2.《Fields Virology》 6th Ed.
抗原原罪Original Antigenic Sin （OAS）
The concept of “original antigenic sin”（抗原原罪） was first proposed by Thomas Francis, Jr. in 1960. This phenomenon has the potential to rewrite what we understand about how the immune system responds to infections and its mechanistic implications on how vaccines should be designed. Antigenic sin has been demonstrated to occur in several infectious diseases in both animals and humans, including human influenza infection and dengue fever. The basis of original antigenic sin （OAS） requires immunological memory, and our immune system ability to autocorrect. In the context of viral infections, it is expected that if we are exposed to a native strain of a pathogen, we should be able to mount a secondary immune response on subsequent exposure to the same pathogen. “Original antigenic sin” will not contradict this well-established immunological process, as long as the subsequent infectious antigen is identical to the original one. But “original antigenic sin” implies that when the epitope varies slightly, then the immune system relies on memory of the earlier infection, rather than mount another primary or secondary response to the new epitope which would allow faster and stronger responses. The result is that the immunological response may be inadequate against the new strain, because the immune system does not adapt and instead relies on its memory to mount a response. In the case of vaccines, if we only immunize to a single strain or epitope, and if that strain/epitope changes over time, then the immune system is unable to mount an accurate secondary response. In addition, depending of the first viral exposure the secondary immune response can result in an antibody-dependent enhancement of the disease or at the opposite, it could induce anergy. Both of them triggering loss of pathogen control and inducing aberrant clinical consequences.
•Original antigenic sin explains the failure of the immune system to generate an immune response against related antigens.
•In the original antigenic sin a prior exposure to an antigen leads to an ineffective to no response to a related antigen.
•The pathophysiologic mechanism of “original antigenic sin” includes the innate and adaptive immune systems.

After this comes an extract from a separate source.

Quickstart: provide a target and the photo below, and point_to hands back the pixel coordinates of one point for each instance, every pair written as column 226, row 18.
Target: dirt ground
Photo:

•Further studies of original antigenic sin implications aimed to improve versions of already available vaccines are warranted.
Original antigenic sin (OAS) An immunological phenomenon (long-known from influenza and dengue virus infections) observed when a prior virus infection of an individual fully or partly hinders the induction of antibodies to the currently infecting related virus, and instead the original virus-specific IgG response is enhanced.
In the phenomenon called original antigenic sin, immune response against a virus can profoundly affect subsequent responses elicited against other viruses. e.g., infection by human bocavirus 1 produces a classical primary immune response. Subsequent infection by human bocavirus 2 can lead to activation of cross-reacting anti-bocavirus 1 memory B cells instead of primary immune response against bocavirus 2. Original antigenic sin not only hampers serodiagnostics but can also lead to weaker immune protection and more severe disease.
The immune response to the first infection with a virus can have a dominating influence on subsequent immune responses to antigenically related viruses, in that the second virus often induces a response that is directed mainly against the antigens of the original viral strain. For example, the antibody response to sequential infections with different strains of influenza A virus is largely directed to antigenic determinants of the particular strain of virus with which that individual was previously infected. This phenomenon, irreverently called “original antigenic sin,” is also seen in infections with enteroviruses, reoviruses, paramyxoviruses, and togaviruses. Original antigenic sin has important implications for interpretation of seroepidemiology, for understanding immunopathological phenomena and particularly for the development of vaccination strategies.